DM, particularly type 2, is a global public health concern that impacts all systems of the body, including musculoskeletal tissue, through various mechanisms [4]. These mechanisms include microvascular compromise, chronic inflammation, and impaired collagen remodeling [5]. Glycated hemoglobin (HbA1c) is a validated surrogate marker, routinely used to assess long-term glycemic control, DM severity, and management efficacy.

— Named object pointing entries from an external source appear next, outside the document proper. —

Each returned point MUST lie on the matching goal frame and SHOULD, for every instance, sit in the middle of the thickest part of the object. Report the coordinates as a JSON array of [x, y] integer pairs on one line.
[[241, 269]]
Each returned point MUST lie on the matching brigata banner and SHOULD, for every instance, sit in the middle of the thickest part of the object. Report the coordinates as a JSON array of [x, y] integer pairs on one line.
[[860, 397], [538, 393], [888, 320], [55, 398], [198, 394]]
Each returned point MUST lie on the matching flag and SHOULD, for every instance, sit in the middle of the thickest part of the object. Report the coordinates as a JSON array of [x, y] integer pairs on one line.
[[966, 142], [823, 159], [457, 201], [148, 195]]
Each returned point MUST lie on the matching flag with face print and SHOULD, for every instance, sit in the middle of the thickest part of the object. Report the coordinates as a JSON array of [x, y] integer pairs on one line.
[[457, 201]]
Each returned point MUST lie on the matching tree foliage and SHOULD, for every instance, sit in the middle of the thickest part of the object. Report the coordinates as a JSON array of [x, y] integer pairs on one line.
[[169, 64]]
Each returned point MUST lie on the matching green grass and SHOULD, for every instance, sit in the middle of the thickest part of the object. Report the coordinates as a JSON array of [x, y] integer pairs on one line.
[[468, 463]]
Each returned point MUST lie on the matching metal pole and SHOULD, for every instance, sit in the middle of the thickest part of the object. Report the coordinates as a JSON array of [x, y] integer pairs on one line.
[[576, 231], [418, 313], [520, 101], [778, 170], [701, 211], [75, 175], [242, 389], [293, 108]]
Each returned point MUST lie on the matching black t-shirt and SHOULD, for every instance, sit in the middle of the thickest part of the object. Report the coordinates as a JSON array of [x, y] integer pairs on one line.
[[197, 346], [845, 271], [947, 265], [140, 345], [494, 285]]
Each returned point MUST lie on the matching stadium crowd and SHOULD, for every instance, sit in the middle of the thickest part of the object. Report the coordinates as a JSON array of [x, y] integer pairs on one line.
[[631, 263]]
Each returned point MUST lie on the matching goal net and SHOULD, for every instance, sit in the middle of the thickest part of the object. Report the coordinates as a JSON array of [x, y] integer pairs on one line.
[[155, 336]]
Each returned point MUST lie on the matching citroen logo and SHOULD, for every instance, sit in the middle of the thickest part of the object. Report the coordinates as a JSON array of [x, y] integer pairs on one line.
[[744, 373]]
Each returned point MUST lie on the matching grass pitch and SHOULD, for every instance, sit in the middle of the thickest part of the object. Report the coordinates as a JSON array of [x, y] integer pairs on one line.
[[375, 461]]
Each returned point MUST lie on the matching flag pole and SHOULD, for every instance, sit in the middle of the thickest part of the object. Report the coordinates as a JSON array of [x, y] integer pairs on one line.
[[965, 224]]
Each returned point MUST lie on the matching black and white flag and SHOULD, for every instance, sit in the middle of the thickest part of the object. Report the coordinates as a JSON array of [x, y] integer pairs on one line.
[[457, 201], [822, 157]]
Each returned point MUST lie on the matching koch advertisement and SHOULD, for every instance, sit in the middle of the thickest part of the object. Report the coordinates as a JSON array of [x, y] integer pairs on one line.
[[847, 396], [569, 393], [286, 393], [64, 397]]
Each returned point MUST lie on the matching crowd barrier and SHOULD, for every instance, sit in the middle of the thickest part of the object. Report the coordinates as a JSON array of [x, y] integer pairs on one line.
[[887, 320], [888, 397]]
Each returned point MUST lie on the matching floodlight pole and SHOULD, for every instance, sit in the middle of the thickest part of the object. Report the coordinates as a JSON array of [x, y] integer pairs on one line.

Elevated HbA1c levels have been associated with delayed wound healing and increased risk of postoperative infections [6]. Poorer orthopedic surgical outcomes in procedures such as total joint arthroplasty and spinal fusion have also been reported [7]. However, the precise influence of preoperative glycemic status, as reflected by HbA1c levels, on the outcome of RCR surgery remains inadequately defined.
Recent literature suggests that hyperglycemia may adversely affect tendon biology by reducing fibroblast activity, impairing collagen cross-linking, and ultimately compromising the healing interface between tendon and bone [8]. These biochemical and cellular changes may result in weaker repairs, bringing a higher risk of structural failure. Moreover, poorly controlled DM is associated with greater postoperative complication rates, including adhesive capsulitis, infection, and longer rehabilitation timelines [9]. In contrast, patients with well-controlled DM may experience comparable outcomes to their non-diabetic counterparts, underscoring the potential modifiability of this risk factor.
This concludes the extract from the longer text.